Madrid is a city that absorbs running in a particular way. Its parks are expansive, its streets stay warm long into the evening, and its culture has always made room for people who want to move through public space with intention. The Ejercito Del Aire meeting point for Easy Saturdays sits close enough to some of the city's most recognizable green corridors to allow for routes that feel removed from traffic and noise even within a dense urban environment. The Tuesday sessions, shifting location each week, use the city as a training circuit, exploring different districts and surfaces, which means that members who run with Hardpace regularly develop an intuitive map of Madrid laid down through their own feet. This relationship to the city is not incidental. Lucho built Hardpace in Madrid because that is where his life is rooted, where the restaurants were, where the pivot happened, where the need arose. The crew is not trying to replicate something imported from elsewhere. It is growing out of a specific place, shaped by the rhythms of a city that runs late, eats late, and keeps its social life active well into the evening. A Tuesday session at eight o'clock is not unusual in Madrid. It is simply when people are free. That kind of fit between a crew and its city is harder to manufacture than it looks.

The Strava Thread That Holds It Together

For a crew this young, the digital infrastructure is light and deliberate. Hardpace maintains an active presence on Instagram, where the tone matches the philosophy: straightforward, unpolished, honest about what the crew is and is not. The Strava club functions as the practical connective tissue, allowing members to log their runs, track the group's activity, and stay accountable without the overhead of a more formal structure. These tools exist to serve the community, not to perform it. There are no elaborate branding efforts, no merchandise drops, no curated aesthetic that sits at a careful distance from the actual experience of running with the group. What you see is close to what you get. Lucho remains the active driver of Hardpace, and his presence within the crew carries the sincerity of someone who built this for himself as much as for anyone else. He is not coaching from a distance. He is on the routes. He is at breakfast on Saturday. He is the person who felt the pull of sport return after years of running kitchens rather than roads, and who decided that the most honest response to that feeling was to make it available to others. The crew he has built reflects the person who founded it: direct, open, not particularly interested in appearances, and entirely serious about the underlying idea that movement is something everyone needs and almost no one should be talked out of trying.

Who Runs with Hardpace

The thirty or so people who currently run with Hardpace represent the spread you might expect from a crew that has explicitly removed the filters.
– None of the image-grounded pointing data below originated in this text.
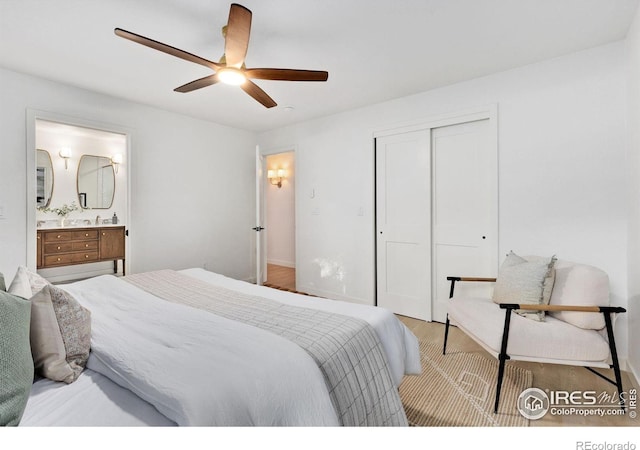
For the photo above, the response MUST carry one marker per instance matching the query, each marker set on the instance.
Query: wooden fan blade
(237, 35)
(198, 84)
(287, 74)
(254, 90)
(166, 48)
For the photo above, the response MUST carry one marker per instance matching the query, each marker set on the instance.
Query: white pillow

Some are returning to sport after years away. Some are newer to running and needed a group to make it feel less solitary. Some are consistent runners who wanted a community rather than just a training plan. What they share is not a particular fitness level or a race history but a willingness to show up, to do the work at whatever pace makes sense for them, and to be present with the people around them. The crew does not ask members to declare a goal or commit to a trajectory. It asks them to come back next week. That simplicity is more radical than it sounds. Running culture, particularly in cities with active and visible crews, can accumulate a weight of expectations around performance and identity that makes the first step through the door feel harder than it should. Hardpace was designed as a counterargument to that weight. The name itself carries a certain confidence, Hardpace suggests effort and intention, but the crew wraps that edge in an accessibility that refuses to let anyone feel like they do not belong. You do not need to earn your place here. You just need to show up at Ejercito Del Aire on a Saturday morning, and let the rest follow from there.